Dr. Michelle Harrison

Dr. Michelle Harrison is a Research Assistant Professor and Director of the Health & Integrative Physiology (HIP) Laboratory. Dr. Harrison received her B.S. in Medical Laboratory Science from the University of British Columbia in Canada and then worked in a clinical laboratory setting for many years as a Medical Laboratory Technologist. A personal interest in the associations between lifestyle behaviors, such as exercise and nutrition, and risk of chronic disease motivated her to return to graduate school, so she pursued her M.S. and Ph.D. in Exercise Science here at the University of Texas at Austin. Currently, Dr. Harrison manages and supervises graduate student, biochemistry-related research activities in the HIP lab and pursues her own research interests. Dr. Harrison’s global research objective is to identify specific biomarker ‘signatures’ that are predictive of the prognosis and/or progression of disease. Her current focus is on investigating mechanisms that are involved in the altered neuro-cardiovascular responses to exercise along with the development of neuropathy in diabetes.

Dr.

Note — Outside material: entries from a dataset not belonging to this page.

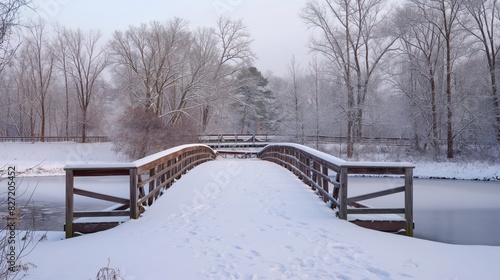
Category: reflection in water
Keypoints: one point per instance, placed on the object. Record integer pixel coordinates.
(450, 211)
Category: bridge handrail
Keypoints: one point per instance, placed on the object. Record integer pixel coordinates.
(158, 172)
(314, 168)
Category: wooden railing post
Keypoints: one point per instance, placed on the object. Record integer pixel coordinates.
(152, 186)
(134, 208)
(69, 202)
(343, 193)
(409, 201)
(325, 183)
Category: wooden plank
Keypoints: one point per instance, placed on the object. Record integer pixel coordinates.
(409, 201)
(385, 226)
(375, 194)
(91, 227)
(325, 184)
(93, 214)
(134, 207)
(101, 172)
(343, 194)
(376, 211)
(69, 203)
(101, 196)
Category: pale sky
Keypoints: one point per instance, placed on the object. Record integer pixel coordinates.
(277, 30)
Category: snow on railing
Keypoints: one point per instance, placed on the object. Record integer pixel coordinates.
(158, 172)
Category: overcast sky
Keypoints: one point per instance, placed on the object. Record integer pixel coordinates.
(277, 30)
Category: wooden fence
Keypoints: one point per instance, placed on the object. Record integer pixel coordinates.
(88, 139)
(320, 171)
(148, 178)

MacKenzie Howard

Dr. MacKenzie Howard is an Assistant Professor of Neurology and the Director of the Howard Neuro Lab.  Dr. Howard received his B.A. in Biology from Lewis and Clark College in Portland, Oregon. During and after his undergraduate years, he narrowed his focus to neuroscience while working on research projects in labs at Oregon Health Sciences University, University of Miami, and University of Colorado Health Sciences Center. He then joined Ed Rubel’s lab in the Department of Physiology and Biophysics at the University of Washington and completed his dissertation studying how the development and integration of excitatory and inhibitory inputs with intrinsic neuronal properties allows for neural processing of auditory information. Dr. Howard completed two postdoctoral fellowships at UCSF, shifting his focus to the cellular and circuit mechanisms of synaptic plasticity and connectivity in epilepsy and neurodevelopmental disease. In 2017, Dr. Howard joined the UT faculty. The overall goal of his research is to discover the causative cellular and neural circuit changes linking neurological disease mutations with cognitive deficits. He uses molecular genetic manipulations with a variety in vitro and in vivo electrophysiological, imaging, and behavioral techniques to study neural activity at the level of single cells, cell subtypes, and circuits.